In Polyphony (1932), Klee reveals his musical roots by using tonal blocks of colors to mimic the rhythmic harmonies of music.

Art in Music
“Music has this over painting, that it can represent all the variations of color and light in one go.”
~ Claude Debussy

Just as art imitates music, composers frequently draw their inspiration from art, or arts more generally. Rachmaninoff said, “In my composition, I am greatly helped if I have in mind a book, a beautiful picture, or a poem. Claude Debussy (1862-1918) is perhaps the leading composer of his day who wrote “painterly music”, inspired by the dreamy qualities of water, air and light in Impressionist paintings.
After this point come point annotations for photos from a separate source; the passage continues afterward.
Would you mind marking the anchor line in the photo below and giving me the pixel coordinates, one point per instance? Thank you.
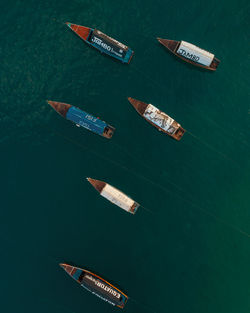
(194, 205)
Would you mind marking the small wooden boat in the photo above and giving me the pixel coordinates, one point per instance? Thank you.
(158, 119)
(114, 195)
(191, 53)
(97, 285)
(103, 43)
(83, 119)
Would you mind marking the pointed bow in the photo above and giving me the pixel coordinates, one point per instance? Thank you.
(138, 105)
(81, 31)
(169, 44)
(97, 184)
(59, 107)
(68, 268)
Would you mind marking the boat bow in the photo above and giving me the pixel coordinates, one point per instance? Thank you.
(59, 107)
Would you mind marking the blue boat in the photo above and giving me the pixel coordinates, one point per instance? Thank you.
(102, 42)
(83, 119)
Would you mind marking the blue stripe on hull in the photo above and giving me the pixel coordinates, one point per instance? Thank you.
(86, 120)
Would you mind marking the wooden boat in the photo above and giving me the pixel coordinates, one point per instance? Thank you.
(97, 285)
(103, 43)
(158, 119)
(114, 195)
(83, 119)
(191, 53)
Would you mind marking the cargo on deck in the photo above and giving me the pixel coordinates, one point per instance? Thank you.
(191, 53)
(158, 119)
(83, 119)
(114, 195)
(103, 43)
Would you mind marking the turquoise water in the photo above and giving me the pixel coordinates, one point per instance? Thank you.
(191, 255)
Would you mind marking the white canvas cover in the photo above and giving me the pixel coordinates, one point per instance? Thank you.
(117, 197)
(195, 54)
(160, 119)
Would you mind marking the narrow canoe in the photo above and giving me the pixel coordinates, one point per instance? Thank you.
(96, 285)
(158, 119)
(191, 53)
(103, 43)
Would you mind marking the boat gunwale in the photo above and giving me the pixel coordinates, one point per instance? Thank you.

Below are two examples of his “impressionistic music”: Nuages (Clouds) and Reflections in the Water. Have a listen to both pieces with your eyes closed and imagine the images Debussy tries to evoke in these slow, dreamy compositions.
In Nuages (Clouds), the first movement of Nocturnes, an orchestral composition written between 1892 and 1899, Debussy achieved a hazy vagueness that echoed Impressionistic effects such as shimmering light and shadow by placing fragmentary motives and littles flashes of difference tone colors side by side. Here is the movement, performed by the London Symphonic Orchestra. Nuages is the movement in the first 7:27 minutes.
Written in 1905, Reflets dans l’eau (Reflections in the Water) is the first piece of the first volume of Debussy’s “Images”. The piece creates an image of water being not quite still, then becoming rapid, then decreasing in motion again. Like many of Debussy’s compositions, Reflections is considered to be an impressionistic piece in which the composer tries to imitate not just the sounds of water but reflections on water, ie., pictures that float, which don’t necessarily make noises, like the famous water lily ponds captured on canvas by Monet.